Saved data accessibility is provided by using the open SQLite database file format. Individual values are saved in this under their unique combined table key namespace, and using flags to preserve data types. This data is read into the database's Lua environment upon starting.

Performance

Transaction times depend upon 3 factors—the size of the response, the complexity of the query (negligible for most fetch lookups), and the queue of pending queries.

This does not consider outstanding requests being queued for distribution amongst page backends by the web server, when under high traffic.

For a single fetch transaction, inclusive of overheads, a nil or simple chunk of text/HTML typically returns in 150 microseconds (0.15 milliseconds), whilst a table containing a few dozen nested keys returns in 200–300 microseconds. Lookups for non-numeric keys, within nested tables, and within very large tables introduce a little additional overhead.

This results in peak performance of 15,000 operations per second per Gigahertz (i.e per dedicated 'CPU' second on a single CPU core). Pages backends carrying out this many operations would probably be using at least the same amount of CPU time, therefore you would get half this performance per core, unless the database has a dedicated core. Realistically a page request would never make more than a few database requests, and currently 10,000+ requests per second is perfectly feasible. Performance for complex queries (functions) obviously varies according to the scope of the data. For higher traffic sites a multi-core 2Ghz+ processor is essential.

RAM requirements are approximately double that of disk storage requirements, i.e. for 5 MB of on-disk data (about 40,000 records of 200 characters, or 6,000 blog posts), the database will require 10 MB of RAM. Bear in mind that the non-persistent page cache functionality will require additional memory for every non-authenticated URL's HTML content.

Hosting Backends

Function

Handle HTTP requests for dynamic and static website content, across multiple sites (domains), and shared applications.

Design

Model

A separate web server manages HTTP connections and serves static content directly, whilst passing requests for dynamic content amongst separate backend daemons running as FastCGI processes. These processes run pre-configured with applications and sites (using the framework), and maintain an always-open connections to a database.

Optimisation

Moonstalk's focus is on serving web applications. Static content is considered best served from a CDN, not from the same server as a webapp. Therefore static and dynamic content are considered separately. However Moonstalk configures the webserver to serve both, and thus can be used for low-use static assets and CDN origin-pull without unduly reducing capacity for serving web applications.

Additionally this approach enables the webserver to accept long-running uploads without blocking the FastCGI backends, only invoking a backend upon receiving the completed upload. It further allows for fine-grained security (i.e. rejecting requests before they reach the backend).

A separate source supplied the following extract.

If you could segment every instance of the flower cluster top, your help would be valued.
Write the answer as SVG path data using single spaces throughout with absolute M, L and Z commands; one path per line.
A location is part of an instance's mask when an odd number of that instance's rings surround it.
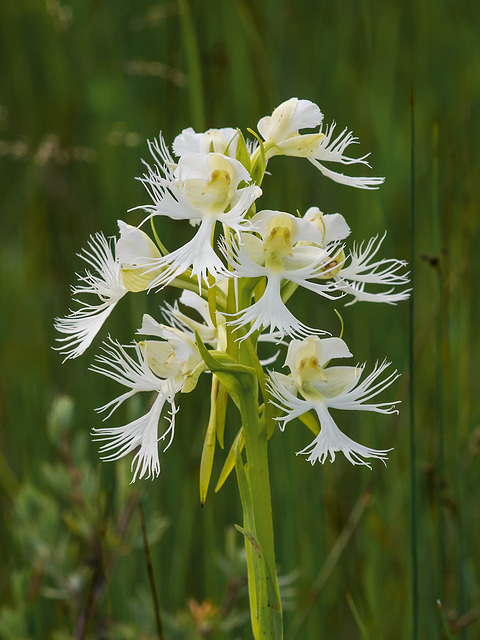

In using multiple separate FastCGI processes, the number of processes is tuned to make maximum use of the available CPU cores, or indeed to restrict use to a subset of cores such that capacity can be reserved for other processes such as a database.

The processes preload and cache the sites (settings, views, controllers and applications) compiling functions, keeping everything in RAM, thus vastly reducing processing times as compared loading from disk with every request.

Performance

With both Scribe backends and Teller database with a typical web application, 165 requests per Gigahertz can be handled (i.e per dedicated 'CPU' second on a single CPU core). On a quad core 2.5Ghz CPU, the engines can thus serve 4,500 requests per second.

It's not yet apparent if there are scheduling (inter-process) bottlenecks that might prevent increased capacity on hardware with better performance without further optimisation.